An old Scot lay on his death bed, and his family called for their local minister. As the minister entered the room and sat down in a chair next to the bed, he noticed another chair that was pulled up right alongside the bed’s opposite side. The dying man noticed the minister’s puzzlement about the other chair and began to explain. “Pastor,” he said, “many years ago I found it very difficult to pray. So one day I talked to our previous pastor about the problem and he advised me to place an empty chair opposite me, imagine that Jesus was sitting in that chair, and then talk with Him as I would a friend. I found that praying that way worked for me and I’ve been doing it ever since.”
A few days later the Scot’s daughter called the minister and informed him that her father had passed away. She said, “I wasn’t expecting him to die when he did. I had just gone to my room to lie down to get a couple hours sleep. I thought it would be alright because he seemed to be sleeping so comfortably. But when I checked on him after my nap I found him dead. The only difference between when I left him and when I found him was the fact that his hand was now placed on the empty chair beside his bed. Isn’t that strange?” The minister couldn’t help but give a little smile as he answered, “No, it’s not so strange. I understand.”

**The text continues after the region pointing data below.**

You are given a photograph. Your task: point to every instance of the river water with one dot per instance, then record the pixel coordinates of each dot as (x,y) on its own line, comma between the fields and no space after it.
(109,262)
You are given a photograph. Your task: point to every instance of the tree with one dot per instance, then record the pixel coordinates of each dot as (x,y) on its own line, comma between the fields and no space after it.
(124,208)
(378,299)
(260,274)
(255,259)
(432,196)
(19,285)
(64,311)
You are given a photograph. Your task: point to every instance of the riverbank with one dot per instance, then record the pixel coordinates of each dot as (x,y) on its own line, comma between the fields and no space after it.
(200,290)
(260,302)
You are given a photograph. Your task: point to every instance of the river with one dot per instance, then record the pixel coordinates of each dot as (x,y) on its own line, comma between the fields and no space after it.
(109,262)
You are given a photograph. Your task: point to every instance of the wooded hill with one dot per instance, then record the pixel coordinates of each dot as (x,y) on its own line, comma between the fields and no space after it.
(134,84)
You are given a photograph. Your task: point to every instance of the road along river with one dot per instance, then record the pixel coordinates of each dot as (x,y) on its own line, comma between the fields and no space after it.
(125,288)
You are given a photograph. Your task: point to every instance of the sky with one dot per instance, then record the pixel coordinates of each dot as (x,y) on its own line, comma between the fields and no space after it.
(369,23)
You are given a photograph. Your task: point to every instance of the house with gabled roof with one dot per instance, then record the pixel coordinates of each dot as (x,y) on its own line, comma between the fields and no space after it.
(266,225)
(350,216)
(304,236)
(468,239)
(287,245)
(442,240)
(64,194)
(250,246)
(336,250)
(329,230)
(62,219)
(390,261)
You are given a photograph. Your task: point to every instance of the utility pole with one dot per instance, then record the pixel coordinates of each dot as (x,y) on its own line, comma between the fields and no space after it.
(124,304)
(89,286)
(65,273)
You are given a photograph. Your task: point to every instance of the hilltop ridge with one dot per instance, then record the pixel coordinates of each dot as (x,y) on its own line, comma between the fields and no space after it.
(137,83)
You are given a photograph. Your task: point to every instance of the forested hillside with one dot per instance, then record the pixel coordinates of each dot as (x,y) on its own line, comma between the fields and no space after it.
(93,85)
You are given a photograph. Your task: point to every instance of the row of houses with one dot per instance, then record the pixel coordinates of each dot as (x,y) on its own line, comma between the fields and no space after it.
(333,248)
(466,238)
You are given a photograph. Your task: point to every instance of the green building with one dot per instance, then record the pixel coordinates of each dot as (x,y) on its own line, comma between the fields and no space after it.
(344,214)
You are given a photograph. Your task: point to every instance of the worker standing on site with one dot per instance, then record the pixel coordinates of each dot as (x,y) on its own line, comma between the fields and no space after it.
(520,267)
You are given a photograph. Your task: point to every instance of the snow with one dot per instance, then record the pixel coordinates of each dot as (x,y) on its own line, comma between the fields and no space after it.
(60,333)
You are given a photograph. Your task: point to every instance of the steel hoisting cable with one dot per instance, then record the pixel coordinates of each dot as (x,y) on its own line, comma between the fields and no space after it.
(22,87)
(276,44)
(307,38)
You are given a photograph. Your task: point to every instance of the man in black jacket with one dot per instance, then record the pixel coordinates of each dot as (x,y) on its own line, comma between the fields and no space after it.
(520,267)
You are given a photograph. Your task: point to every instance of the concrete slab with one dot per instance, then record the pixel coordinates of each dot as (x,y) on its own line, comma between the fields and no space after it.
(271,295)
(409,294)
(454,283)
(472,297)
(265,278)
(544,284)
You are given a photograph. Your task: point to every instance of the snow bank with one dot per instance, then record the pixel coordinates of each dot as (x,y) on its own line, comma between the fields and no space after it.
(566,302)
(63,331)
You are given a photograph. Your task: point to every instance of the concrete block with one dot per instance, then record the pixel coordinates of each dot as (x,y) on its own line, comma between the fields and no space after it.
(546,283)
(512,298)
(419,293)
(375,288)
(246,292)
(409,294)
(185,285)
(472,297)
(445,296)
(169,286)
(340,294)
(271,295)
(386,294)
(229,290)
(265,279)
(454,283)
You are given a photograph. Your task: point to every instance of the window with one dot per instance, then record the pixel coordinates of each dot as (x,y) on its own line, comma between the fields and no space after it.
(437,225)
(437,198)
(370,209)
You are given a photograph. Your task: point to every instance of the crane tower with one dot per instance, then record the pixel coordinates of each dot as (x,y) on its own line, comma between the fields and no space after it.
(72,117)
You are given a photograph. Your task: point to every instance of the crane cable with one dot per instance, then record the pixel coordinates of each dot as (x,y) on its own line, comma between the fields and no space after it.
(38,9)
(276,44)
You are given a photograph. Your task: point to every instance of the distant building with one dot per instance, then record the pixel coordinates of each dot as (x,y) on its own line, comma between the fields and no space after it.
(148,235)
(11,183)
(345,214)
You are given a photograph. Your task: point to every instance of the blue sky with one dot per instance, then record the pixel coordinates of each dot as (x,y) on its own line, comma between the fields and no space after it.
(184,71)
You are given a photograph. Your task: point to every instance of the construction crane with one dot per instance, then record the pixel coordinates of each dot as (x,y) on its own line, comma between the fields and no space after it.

That story reminds me of one I’ve read about Genesis 5:21-24, the passage that tells us that God “took” Enoch. Verse 24 of that passage says:
Enoch walked with God; then he was no more, because God took him away. (N.I.V.)
As the story goes, each day God would come to Enoch in the morning and say, “Enoch, let’s walk together today.” Enoch would agree, and he and God would spend the whole day walking together. Every day they would walk a little further than they had the previous day and then return to Enoch’s house. But eventually there came a day when God said, “Enoch, we’ve walked so far today that we are actually closer to my house. So let’s just go on there this time.” Yes, I know, technically Enoch didn’t die. But it’s still a beautiful way to think about how the believer transitions to the afterlife.